I was also reminded of a story (I have no idea if it’s true) about a famous nineteenth century rabbi (I can’t remember who) who was quite cultured. One day he was walking around depressed, having heard that the poet Johann Goethe had died. Some people asked why he was depressed and he said “Goethe has died.” None of the people knew who Goethe was, but they guessed he must be a great rabbi if their rabbi was mourning his death, so the community went into mourning for “Rabbi Goethe.” The story suggests that frum people may not understand me, but that doesn’t mean they will necessarily dislike me or oppose me; they might even support me, in their way.
We also spoke a bit about whether I underestimate other frum people and whether they might be more open to the outside world than I think.
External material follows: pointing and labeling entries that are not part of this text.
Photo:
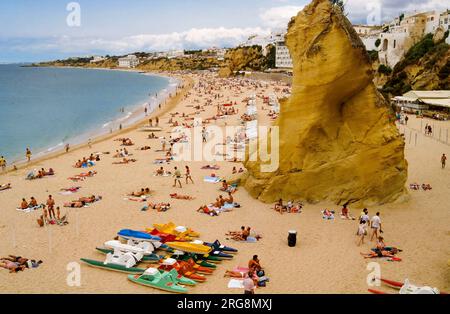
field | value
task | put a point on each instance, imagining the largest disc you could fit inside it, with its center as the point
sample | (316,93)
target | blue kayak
(217,246)
(137,235)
I remembered when a friend of mine from the more Haredi (ultra-Orthodox) shul (synagogue) I used to go to asked if I liked music. I said I didn’t, because I was worried he would find my musical taste (a lot of rock and pop) too modern. However, he listed some of his favourite musicians, who turned out to be people I like listening to, like Sting and Billy Joel (I haven’t listened to Sting so much recently, but I still listen to Billy Joel quite a bit). I had definitely underestimated him (this is someone who doesn’t own a TV, by the way).
I have lost a little weight, despite having largely given up on even token dieting. I’ve seen a couple of blog posts in the last few days from people who say diets don’t work and are dangerous, although they are both in recovery from eating disorders. I think the weight loss is probably due to cold weather and using more “fuel” staying warm, so I don’t know if it will stay off. I also ate ice cream yesterday as I felt I needed a reward for my busy day.
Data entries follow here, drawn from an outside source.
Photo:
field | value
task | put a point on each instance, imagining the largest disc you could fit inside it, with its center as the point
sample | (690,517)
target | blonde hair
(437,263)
Novel-writing is on hold for now, which is frustrating, but I have other priorities: work, proofreading work (including setting up profiles on more sites) and especially wedding preparation. We hope to confirm the date in the next week or so.
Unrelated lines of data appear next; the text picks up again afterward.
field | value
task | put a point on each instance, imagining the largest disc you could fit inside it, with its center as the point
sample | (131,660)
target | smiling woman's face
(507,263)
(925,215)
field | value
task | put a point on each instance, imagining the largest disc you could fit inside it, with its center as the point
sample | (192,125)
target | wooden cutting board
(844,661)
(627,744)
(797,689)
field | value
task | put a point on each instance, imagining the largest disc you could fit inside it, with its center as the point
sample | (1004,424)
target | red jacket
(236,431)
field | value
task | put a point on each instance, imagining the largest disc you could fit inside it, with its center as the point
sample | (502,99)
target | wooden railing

For reasons that I don’t want to go into now beyond saying “wedding preparation,” I am looking to buy two toy Daleks, preferably one black and one white. I have been looking on eBay. The problem is that E and I are trying to avoid buying from China if possible (because of ongoing genocides and slavery), but 90% of toys seem to come from there. We’re not sure what to do about this. We are not fully consistent on this, as both of us do sometimes buy from China or from other unethical sources (like cheap clothes from Primark which is made in Third World sweatshops – ignoring for now the question of whether it’s better to patronise these and let people earn some money or avoid them and probably force them out of business rather than raising wages). It is a very difficult question. But we don’t feel that toy Daleks are sufficiently necessary to justify buying them. E feels that buying second-hand isn’t the same as buying new and she may be right. I’m not sure what to do and am procrastinating, as I always do when confused. It’s hard to be an ethical shopper.